Diving into DevOps

The DevSecOps Skills Gap

Without baking in proper training and education, a new study suggests that the rush to adopt DevOps practices might be leading enterprises to an insecure place.

• By John K. Waters
• August 17, 2017

Few enterprise IT trends have evolved from buzzword to must-have as solidly as DevOps. Virtually everyone agrees that a software development and delivery process that bridges the traditional gap between dev teams and operations professionals is a good thing for the enterprise, an approach that is almost certain to deliver software faster and more reliably.
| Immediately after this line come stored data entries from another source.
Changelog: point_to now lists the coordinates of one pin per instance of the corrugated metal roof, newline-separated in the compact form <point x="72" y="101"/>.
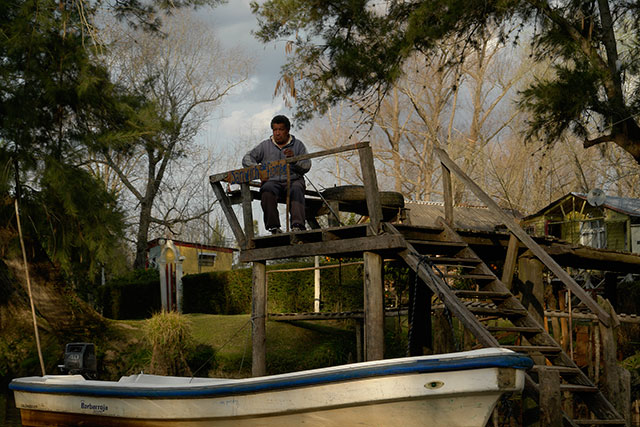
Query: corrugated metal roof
<point x="423" y="213"/>
<point x="625" y="205"/>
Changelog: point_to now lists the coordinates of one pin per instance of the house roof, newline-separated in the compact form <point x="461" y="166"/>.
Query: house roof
<point x="425" y="213"/>
<point x="156" y="242"/>
<point x="624" y="205"/>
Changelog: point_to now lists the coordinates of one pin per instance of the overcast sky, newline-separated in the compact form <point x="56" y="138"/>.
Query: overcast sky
<point x="243" y="118"/>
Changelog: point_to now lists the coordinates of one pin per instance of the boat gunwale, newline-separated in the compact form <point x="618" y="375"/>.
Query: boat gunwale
<point x="282" y="382"/>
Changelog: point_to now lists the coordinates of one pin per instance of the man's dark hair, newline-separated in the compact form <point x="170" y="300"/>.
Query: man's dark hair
<point x="281" y="120"/>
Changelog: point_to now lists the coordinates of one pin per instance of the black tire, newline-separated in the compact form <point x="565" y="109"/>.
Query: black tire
<point x="355" y="193"/>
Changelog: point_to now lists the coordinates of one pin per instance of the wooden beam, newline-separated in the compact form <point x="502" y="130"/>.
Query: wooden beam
<point x="228" y="212"/>
<point x="525" y="238"/>
<point x="371" y="191"/>
<point x="447" y="191"/>
<point x="247" y="212"/>
<point x="238" y="176"/>
<point x="258" y="319"/>
<point x="343" y="246"/>
<point x="373" y="307"/>
<point x="510" y="261"/>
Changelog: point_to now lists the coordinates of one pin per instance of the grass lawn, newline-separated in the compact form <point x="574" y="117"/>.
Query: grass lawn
<point x="223" y="345"/>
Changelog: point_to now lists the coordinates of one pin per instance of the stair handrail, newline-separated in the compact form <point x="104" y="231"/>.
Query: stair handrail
<point x="517" y="231"/>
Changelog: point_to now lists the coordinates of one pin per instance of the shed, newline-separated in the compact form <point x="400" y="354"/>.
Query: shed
<point x="609" y="223"/>
<point x="197" y="257"/>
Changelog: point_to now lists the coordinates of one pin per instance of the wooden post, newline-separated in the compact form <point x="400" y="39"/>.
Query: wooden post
<point x="247" y="211"/>
<point x="419" y="317"/>
<point x="510" y="261"/>
<point x="550" y="398"/>
<point x="258" y="319"/>
<point x="612" y="382"/>
<point x="374" y="206"/>
<point x="530" y="273"/>
<point x="359" y="357"/>
<point x="625" y="394"/>
<point x="225" y="204"/>
<point x="316" y="284"/>
<point x="532" y="288"/>
<point x="373" y="307"/>
<point x="447" y="192"/>
<point x="334" y="210"/>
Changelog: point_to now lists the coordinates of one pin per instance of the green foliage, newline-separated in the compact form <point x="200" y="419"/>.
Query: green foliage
<point x="133" y="296"/>
<point x="229" y="292"/>
<point x="220" y="292"/>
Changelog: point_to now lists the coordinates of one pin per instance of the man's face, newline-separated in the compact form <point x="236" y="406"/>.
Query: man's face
<point x="280" y="133"/>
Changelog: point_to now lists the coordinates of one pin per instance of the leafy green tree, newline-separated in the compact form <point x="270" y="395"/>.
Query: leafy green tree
<point x="346" y="48"/>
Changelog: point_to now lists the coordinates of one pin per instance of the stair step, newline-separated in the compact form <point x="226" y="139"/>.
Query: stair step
<point x="476" y="277"/>
<point x="612" y="422"/>
<point x="518" y="329"/>
<point x="534" y="348"/>
<point x="566" y="370"/>
<point x="467" y="293"/>
<point x="438" y="243"/>
<point x="448" y="260"/>
<point x="493" y="310"/>
<point x="579" y="388"/>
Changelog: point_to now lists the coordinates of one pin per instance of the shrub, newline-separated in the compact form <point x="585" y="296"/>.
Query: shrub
<point x="135" y="295"/>
<point x="169" y="334"/>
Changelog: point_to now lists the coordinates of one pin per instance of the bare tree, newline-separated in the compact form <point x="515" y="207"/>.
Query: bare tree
<point x="182" y="76"/>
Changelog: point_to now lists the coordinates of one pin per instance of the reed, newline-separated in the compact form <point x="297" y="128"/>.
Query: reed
<point x="170" y="336"/>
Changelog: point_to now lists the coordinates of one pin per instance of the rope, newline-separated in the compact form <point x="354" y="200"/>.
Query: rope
<point x="26" y="272"/>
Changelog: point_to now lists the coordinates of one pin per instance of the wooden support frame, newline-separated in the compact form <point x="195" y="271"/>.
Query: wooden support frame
<point x="372" y="194"/>
<point x="525" y="238"/>
<point x="510" y="259"/>
<point x="373" y="307"/>
<point x="447" y="194"/>
<point x="259" y="320"/>
<point x="228" y="212"/>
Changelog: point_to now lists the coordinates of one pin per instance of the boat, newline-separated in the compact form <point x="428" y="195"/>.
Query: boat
<point x="453" y="389"/>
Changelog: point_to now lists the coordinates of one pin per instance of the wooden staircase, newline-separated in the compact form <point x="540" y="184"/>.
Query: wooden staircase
<point x="432" y="256"/>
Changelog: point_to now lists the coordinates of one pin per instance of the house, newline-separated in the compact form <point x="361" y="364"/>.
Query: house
<point x="593" y="219"/>
<point x="196" y="257"/>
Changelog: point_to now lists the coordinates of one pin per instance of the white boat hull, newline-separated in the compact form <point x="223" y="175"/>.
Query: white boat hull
<point x="388" y="392"/>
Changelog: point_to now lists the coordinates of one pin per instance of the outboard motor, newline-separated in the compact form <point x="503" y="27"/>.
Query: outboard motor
<point x="80" y="358"/>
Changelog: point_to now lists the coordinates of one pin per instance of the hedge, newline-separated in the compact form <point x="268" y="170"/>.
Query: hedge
<point x="133" y="296"/>
<point x="137" y="295"/>
<point x="288" y="292"/>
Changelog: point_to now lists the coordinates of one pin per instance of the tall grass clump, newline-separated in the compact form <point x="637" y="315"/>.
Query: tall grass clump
<point x="170" y="336"/>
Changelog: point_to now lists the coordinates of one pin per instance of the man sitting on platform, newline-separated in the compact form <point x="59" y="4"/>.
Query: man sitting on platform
<point x="280" y="145"/>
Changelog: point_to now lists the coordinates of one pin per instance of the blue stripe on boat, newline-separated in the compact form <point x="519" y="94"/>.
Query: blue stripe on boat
<point x="515" y="360"/>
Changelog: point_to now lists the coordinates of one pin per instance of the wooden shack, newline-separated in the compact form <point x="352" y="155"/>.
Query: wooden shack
<point x="604" y="222"/>
<point x="442" y="257"/>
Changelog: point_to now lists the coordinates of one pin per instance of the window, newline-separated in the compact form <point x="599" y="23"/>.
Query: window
<point x="206" y="259"/>
<point x="593" y="233"/>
And yet, the results of a just-published survey ("DevSecOps Global Skills Survey: Trends in training and education within developer and IT operations communities") suggests that the rush to adopt DevOps practices might be leading enterprises to an insecure place.

Sponsored by application security firm Veracode and DevOps.com, a site dedicated to DevOps education and community building, the survey of IT professionals uncovered the disturbing fact that "developers today lack the formal education and skills they need to produce secure software at DevOps speed."

Among survey respondents, nearly one in three said the IT workforce is unprepared to securely deliver software at DevOps speeds, and just over half said they believe it's only somewhat prepared.

The report's authors warn that organizations that "plow forward with DevOps makeovers that don't bake training and education best practices into their transformation strategies" risk accumulating a kind of "personnel debt," analogous to the kind of technical debt that accumulates when an organization continues to choose "quick-and-dirty coding or architectural shortcuts over more difficult but thorough approaches."

"Organizations that fail to address these debts now will likely have to pay later with interest," the authors wrote. "Such as surcharge could come in the form of stalled-out or failed DevOps efforts, as well as heightened risks to software infrastructure that could even cause costly breaches and theft of intellectual property."

Among the survey's findings:

• Nearly 40 percent of organizations in the survey said the hardest employees to find are "all-purpose DevOps gurus with sufficient knowledge about security testing."
• Almost seven in 10 developers said their organizations don't provide them with adequate training in security.
• The top two skills hardest to find in IT Ops talent are vulnerability management and containerization skills, respondents reported.
• More than 76 percent of college educated respondents said they weren't required to complete any courses focused on security during higher education.
• An overwhelming majority of DevOps professionals -- more than 64 percent said they learned their most relevant skills on the job.
• Only 4 percent said they learned their most relevant skills from third-party training -- even though more than one in three respondents said this kind of training, in the classroom or through e-learning, would be the most effective way to gain new skills.
• About half of respondents said their employers paid for additional training since their entry into the workforce.

The results of this survey are sobering, but not surprising. Security has long been the ugly stepchild of the software development process. Fortunately, this version of that old story has not gone unnoticed. Secure DevOps -- increasingly, DevSecOps -- was a hot topic at the big RSA Security conference held in San Francisco in January. One of the presenters at that event, Jeff Williams, CTO and co-founder of Contrast Security and a founding member of the Open Web Application Security Project (OWASP), described the DevOps security challenge to attendees. Among other things, the transition to DevOps disrupts traditional app security practices, he said, which typically involve specifying the requirements up front and then testing just before deployment.

"With DevOps, this process simply won't work," he said. "The feedback is too slow, too late, and too inaccurate, and it slows down development."

Because code is released continuously in a DevOps shop, security must also work continuously, he said. Developers need instant, accurate feedback on their code, and security should be confirmed before every release. The only way to make this happen, Williams said, is to "turn security into code," by fully automating the testing process.

"When the security tests are fully automated, DevOps projects can build and deploy software with confidence even without involvement from security experts," he said.

Unfortunately, finding a source for training appears to be another challenge. The report cites the observation by Daniel Cuthbert, a longtime security researcher, expert in penetration testing and COO at security consultancy SensePost, that continuing education opportunities for DevSecOps are still few and far between.

"[T]here just isn't much out there," he said. "And a lot of the developer training courses we've seen are still teaching methods from a decade ago -- waterfall security, pen testing at the end. "[They're] expecting developers to be hackers, and they're not. Developers build stuff. They don't want to be hackers."

The Veracode/DevOps.com report emphasizes that the DevSecOps skills gap isn't exclusively an app dev problem.

"DevSecOps will require security practitioners to re-evaluate tooling and processes to fit better into the continuous delivery process," the authors wrote. "And that will require security personnel to bone up on their baseline knowledge of how developers operate and the constraints these software engineers face. Security people must meet the development team halfway on bridging the knowledge gap."